The researchers found that lung function during the methacholine test significantly improved in the magnesium group compared to the placebo group. Specifically, the concentration of methacholine required to cause a 20% drop in lung function in 1 second (known as “FEV1” and calculated as a mathematical equation called a logarithm (14)) increased significantly in 6 months. In the magnesium group, peak oxygen flow rate on exhaling increased by 5.8%, while the placebo group had no change.

Regarding quality of life, there was significant improvement in the magnesium group versus the placebo group (8% vs. 4% improvement). The magnesium group also had a 21% increase in control of their asthma compared to a 9% decrease in the placebo group. No changes were seen in both groups regarding c-reactive protein levels.

For the researchers, “Adults who received oral Mg supplements showed improvement in objective measures of bronchial reactivity to methacholine and PEFR and in subjective measures of asthma control and quality of life.”

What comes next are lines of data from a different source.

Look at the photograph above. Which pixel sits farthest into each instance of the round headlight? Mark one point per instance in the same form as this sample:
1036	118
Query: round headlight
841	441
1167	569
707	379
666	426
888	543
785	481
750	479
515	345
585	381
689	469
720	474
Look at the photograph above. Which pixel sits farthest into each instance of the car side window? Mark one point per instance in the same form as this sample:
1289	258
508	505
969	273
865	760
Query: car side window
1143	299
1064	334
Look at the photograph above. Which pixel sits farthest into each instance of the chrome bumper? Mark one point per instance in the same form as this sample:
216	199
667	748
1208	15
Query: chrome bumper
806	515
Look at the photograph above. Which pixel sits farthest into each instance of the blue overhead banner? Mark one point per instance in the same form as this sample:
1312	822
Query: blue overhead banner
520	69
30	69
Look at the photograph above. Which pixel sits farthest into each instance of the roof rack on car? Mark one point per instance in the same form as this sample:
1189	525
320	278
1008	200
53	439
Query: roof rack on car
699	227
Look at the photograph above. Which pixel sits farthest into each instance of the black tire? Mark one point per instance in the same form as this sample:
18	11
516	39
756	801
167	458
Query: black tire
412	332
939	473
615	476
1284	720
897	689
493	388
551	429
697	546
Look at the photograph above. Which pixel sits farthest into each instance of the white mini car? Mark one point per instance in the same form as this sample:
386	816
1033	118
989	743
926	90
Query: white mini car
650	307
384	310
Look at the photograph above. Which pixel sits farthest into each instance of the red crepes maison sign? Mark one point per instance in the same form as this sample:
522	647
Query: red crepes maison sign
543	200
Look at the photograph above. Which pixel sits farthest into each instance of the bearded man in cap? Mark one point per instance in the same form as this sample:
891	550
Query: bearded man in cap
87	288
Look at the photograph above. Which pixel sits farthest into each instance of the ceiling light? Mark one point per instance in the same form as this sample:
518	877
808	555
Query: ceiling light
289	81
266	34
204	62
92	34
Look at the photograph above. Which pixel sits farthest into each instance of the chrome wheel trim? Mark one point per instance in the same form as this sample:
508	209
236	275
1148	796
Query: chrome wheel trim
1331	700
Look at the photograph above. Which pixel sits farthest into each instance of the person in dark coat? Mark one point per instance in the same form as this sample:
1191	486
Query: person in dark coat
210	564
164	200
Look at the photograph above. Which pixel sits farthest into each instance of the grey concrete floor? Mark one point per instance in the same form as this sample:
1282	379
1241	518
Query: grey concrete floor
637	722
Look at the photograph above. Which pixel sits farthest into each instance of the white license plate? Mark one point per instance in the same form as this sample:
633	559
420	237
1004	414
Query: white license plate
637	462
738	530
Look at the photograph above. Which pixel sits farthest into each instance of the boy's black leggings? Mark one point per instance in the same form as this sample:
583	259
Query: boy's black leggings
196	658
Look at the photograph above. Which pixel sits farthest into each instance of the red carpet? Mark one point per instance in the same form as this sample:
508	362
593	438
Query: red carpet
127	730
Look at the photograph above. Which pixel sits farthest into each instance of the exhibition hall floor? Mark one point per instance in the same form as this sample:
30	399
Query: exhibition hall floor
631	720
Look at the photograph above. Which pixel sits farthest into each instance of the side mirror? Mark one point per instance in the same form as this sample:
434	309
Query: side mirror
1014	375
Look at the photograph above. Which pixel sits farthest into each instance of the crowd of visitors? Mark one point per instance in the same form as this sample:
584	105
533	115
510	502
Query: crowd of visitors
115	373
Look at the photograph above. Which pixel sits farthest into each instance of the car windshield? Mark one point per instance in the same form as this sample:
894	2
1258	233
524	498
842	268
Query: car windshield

Source: Kazaks, Alexandra G., et al. “Effect of oral magnesium supplementation on measures of airway resistance and subjective assessment of asthma control and quality of life in men and women with mild to moderate asthma: a randomized placebo controlled trial.” Journal of Asthma 47.1 (2010): 83-92.

Copyright © 2010 Taylor & Francis

Posted April 8, 2010.

References:

  1. “Asthma” posted on the American Lung Association Website
  2. CDC’s National Center for Environmental Health Website. “Asthma’s Impact on Children and Adolescents”
  3. Jaakkola, J. J., B. F. Hwang, et al. (2005). “Home dampness and molds, parental atopy, and asthma in childhood: a six-year population-based cohort study.” Environ Health Perspect 113(3): 357-61.
  4. Sherriff, A., A. Farrow, et al. (2005). “Frequent use of chemical household products is associated with persistent wheezing in pre-school age children.” Thorax 60(1): 45-9.
  5. Seaton A, Godden DJ, Brown K. Increase in asthma: a more toxic environment or a more susceptible population?Thorax 1994;49:171–4.
  6. Patel BD.  Dietary antioxidants and asthma in adults.  Thorax, May 2006; 61; 388 – 393.
  7. Kazaks AG.  Effect of Oral Magnesium Supplementation on Measures of Airway Resistance and Subjective Assessment of Asthma Control and Quality of Life in Men and Women with Mild to Moderate Asthma: A Randomized Placebo Controlled Trial.  Journal of Asthma, February 2010, Vol. 47, No. 1, Pages 83-92.
  8. NHLBI Asthma Treatment Guidelines – see the National Heart, Lung, and Blood Institute website.
  9. “C-reactive protein” posted on the National Heart, Lung, and Blood Institute website.
  10. “Diagnosing Asthma” posted on The Cleveland Clinic website.
  11. “Pulmonary Function Tests” posted on Medline Plus website.
  12. Juniper EF, O’Byrne PM, Ferrie PJ, King DR, Roberts JN. Measuring asthma control. Clinic questionnaire or daily diary? Am J Respir Crit Care Med 2000; 162(4 Pt 1):1330–1334.
  13. Juniper EF, Guyatt GH, Cox FM, Ferrie PJ, King DR. Development and validation of the Mini Asthma Quality of Life Questionnaire. Eur Respir J 1999; 14:32–38.
  14. “FEV1” posted on the Spirometry website.